With the ST506 Interface Western Digital had the market with the famous WA2 board. With two cables, one for data and one for control. This was do to the fact that the drive was basically a dumb device and needed control. The WA2 board, gave the end user total control over the drive. The recording format for the magnetic media was called MFM for modified Frequency Modulation. This was how the write head was controlled. Now here come the Benchmark Wars. With that much control. Benchmarks could measure data transfer rate, track to track seek time, long seek and Real Low-Level formatting. There wasn’t anything hidden. The Benchmarks left the Major players constantly trying to outrun each other. So when Western Digital suggested that the WA2 board be placed on the hard drive. (for better performance of course. Never mind the fact that the end user had virtually no control over the hard drive). Thus called IDE for Integrated Drive Electronics. Then came along RLL, or Run Length Limited or 2,7. Developed by IBM This recording technique replaced MFM with RLL and compress 50% more data into the same space. A 20Meg drive becomes 30, a 40meg becomes 50 and so on. This increase in densities posed a problem. The media needed to be certified for RLL or data errors would or could occur. The certified drives cost more. Unscrupulous build would buy the cheaper drives and sell them with RLL. IDE changed all that. Embedded on the drive was every trick in the book to make the drive appear to run faster, rendering benchmarks almost obsolete. To improve data transfer, Cache was added. Just how much was not always disclosed. RLL was implemented also. Then came Enhanced IDE. These included most of the features of the forthcoming ATA-2 specification and several additional enhancements.

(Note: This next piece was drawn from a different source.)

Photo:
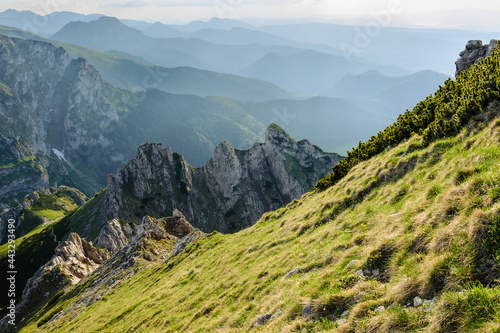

Other manufacturers introduced their own variations of ATA-1 such as “Fast ATA”. Drive capacities have increase significantly since those days
So where does SATA fit in. Most people place there OS on the SSDs (which utilize SATA) and a few other Games that are I/O dependant. Others use three SATA drives for a RAID (Redundant Array of Independent Disks), a system of multiple hard drives for sharing or replicating data so no data gets lost if you have a drive failure. Upgrading your regular old hard drive to a solid-state drive is one of the best upgrades you can make to your computer nowadays, as our hard drives tend to be among the biggest bottlenecks in performance. SSD read times are insanely fast, meaning using one will make your boot times and application launches super short.